Fátima, 02 out 2018 (Ecclesia) – O Santuário de Fátima informa que o bispo de Hiroshima vai presidir à Peregrinação Internacional Aniversária à Cova da Iria, dias 12 e 13 de outubro, que evoca a última Aparição de Nossa Senhora aos pastorinhos em 1917.

Na informação enviada hoje à Agência ECCLESIA, o Santuário de Fátima realça que a presença de D. Alexis Mitsuru Shirahama na Cova da Iria “materializa a atenção” que têm dedicado ao continente asiático de onde “se tem registado um aumento anual de peregrinos”.

“Eixo para onde o mundo cristão caminha”, disse o bispo de Leiria-Fátima, cardeal D. António Marto, no início do ano.

Segundo o programa da Peregrinação Internacional Aniversária de outubro, o primeiro momento público do bispo de Hiroshima é na conferência de imprensa, às 16h00, do dia 12, na Sala de Imprensa; Neste momento, o bispo de Leiria-Fátima vai fazer “um balanço” do ano pastoral de 2017-2018.

A peregrinação evoca a última Aparição de Nossa Senhora aos pastorinhos na Cova da Iria, em 1917, e a saudação inicial é às 18h30, na Capelinha das Aparições; A recitação do Rosário, começa às 21h30, seguida da Procissão das Velas e Missa da Vigília.

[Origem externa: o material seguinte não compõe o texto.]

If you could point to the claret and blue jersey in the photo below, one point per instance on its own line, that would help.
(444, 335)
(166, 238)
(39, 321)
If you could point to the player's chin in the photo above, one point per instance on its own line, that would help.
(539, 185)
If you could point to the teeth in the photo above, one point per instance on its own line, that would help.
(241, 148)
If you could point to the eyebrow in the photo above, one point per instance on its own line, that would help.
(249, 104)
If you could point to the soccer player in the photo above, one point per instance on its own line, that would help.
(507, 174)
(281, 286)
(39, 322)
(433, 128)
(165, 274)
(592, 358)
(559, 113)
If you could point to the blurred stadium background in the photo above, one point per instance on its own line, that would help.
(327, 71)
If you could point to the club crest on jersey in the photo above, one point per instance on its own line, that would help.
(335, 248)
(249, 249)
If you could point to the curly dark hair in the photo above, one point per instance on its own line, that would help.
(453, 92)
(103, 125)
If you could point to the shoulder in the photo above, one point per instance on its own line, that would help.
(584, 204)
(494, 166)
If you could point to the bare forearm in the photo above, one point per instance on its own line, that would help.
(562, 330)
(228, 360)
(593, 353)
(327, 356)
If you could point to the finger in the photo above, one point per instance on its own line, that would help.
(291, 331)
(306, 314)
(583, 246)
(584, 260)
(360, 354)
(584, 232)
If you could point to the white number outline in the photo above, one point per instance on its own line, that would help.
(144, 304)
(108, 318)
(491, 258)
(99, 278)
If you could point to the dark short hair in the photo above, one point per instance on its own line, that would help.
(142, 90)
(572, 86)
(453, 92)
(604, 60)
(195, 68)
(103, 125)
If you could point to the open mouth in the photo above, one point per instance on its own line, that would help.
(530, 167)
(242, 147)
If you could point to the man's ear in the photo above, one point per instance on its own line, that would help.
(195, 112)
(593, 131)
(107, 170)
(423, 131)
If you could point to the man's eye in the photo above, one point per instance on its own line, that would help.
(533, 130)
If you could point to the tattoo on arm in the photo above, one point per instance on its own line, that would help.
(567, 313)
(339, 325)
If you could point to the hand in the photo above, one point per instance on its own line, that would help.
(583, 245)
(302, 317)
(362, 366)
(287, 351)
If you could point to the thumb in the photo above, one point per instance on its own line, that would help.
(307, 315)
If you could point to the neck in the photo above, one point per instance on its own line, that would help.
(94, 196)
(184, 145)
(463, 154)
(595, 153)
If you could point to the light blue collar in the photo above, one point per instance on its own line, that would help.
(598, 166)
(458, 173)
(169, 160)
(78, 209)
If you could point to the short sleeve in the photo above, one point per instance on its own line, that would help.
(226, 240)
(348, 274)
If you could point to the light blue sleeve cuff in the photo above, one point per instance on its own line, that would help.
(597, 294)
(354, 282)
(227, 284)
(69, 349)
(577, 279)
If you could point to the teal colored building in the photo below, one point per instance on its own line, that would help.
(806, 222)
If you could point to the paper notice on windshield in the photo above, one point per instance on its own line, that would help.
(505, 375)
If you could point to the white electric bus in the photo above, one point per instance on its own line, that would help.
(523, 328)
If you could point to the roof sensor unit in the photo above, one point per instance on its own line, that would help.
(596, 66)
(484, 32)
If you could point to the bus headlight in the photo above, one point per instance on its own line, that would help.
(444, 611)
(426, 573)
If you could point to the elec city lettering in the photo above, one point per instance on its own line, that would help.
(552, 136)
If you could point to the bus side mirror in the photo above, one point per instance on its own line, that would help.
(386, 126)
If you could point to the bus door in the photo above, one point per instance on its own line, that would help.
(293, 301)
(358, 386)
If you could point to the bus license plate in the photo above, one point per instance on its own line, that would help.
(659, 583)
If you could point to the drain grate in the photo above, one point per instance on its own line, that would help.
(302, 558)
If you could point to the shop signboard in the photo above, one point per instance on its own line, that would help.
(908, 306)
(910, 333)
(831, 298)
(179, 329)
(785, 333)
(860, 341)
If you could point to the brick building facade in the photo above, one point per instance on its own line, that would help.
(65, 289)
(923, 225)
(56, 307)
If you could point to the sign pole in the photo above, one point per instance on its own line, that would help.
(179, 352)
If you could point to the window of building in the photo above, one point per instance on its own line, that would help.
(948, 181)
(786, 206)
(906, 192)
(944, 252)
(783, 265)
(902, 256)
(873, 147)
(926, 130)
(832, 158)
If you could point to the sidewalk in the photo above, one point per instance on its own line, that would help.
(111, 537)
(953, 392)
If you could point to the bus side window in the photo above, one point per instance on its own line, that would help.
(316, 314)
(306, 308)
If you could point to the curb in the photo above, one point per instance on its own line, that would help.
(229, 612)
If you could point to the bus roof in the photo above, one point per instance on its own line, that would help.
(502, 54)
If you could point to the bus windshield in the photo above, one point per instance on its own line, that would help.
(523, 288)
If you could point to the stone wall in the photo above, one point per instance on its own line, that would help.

No dia seguinte, 13 de outubro, a oração do Terço é às 09h00, seguida da Missa Internacional, que termina com a procissão do adeus, no Recinto de Oração e o santuário destaca que as principais celebrações vão ter interpretação em língua gestual portuguesa.

D. Alexis Shirahama, bispo de Hiroshima (desde junho de 2016), que vai presidir à peregrinação internacional de outubro, tem como lema para o ministério episcopal “Omnia propter Evangelium” – Tudo pelo Evangelho (tradução livre), foi ordenado sacerdote em março de 1990 e nasceu a 20 de maio de 1962, na ilha de Nakadori.

O ano pastoral que está a terminar tem como tema ‘Tempo de graça e misericórdia: dar graças pelo dom de Fátima’ e faz parte do ciclo pós-centenário das aparições de Nossa Senhora (1917-2017) que ao longo destes três primeiros anos propõe um itinerário que pretende “prolongar, aprofundar e consolidar” os dinamismos criados no período do centenário.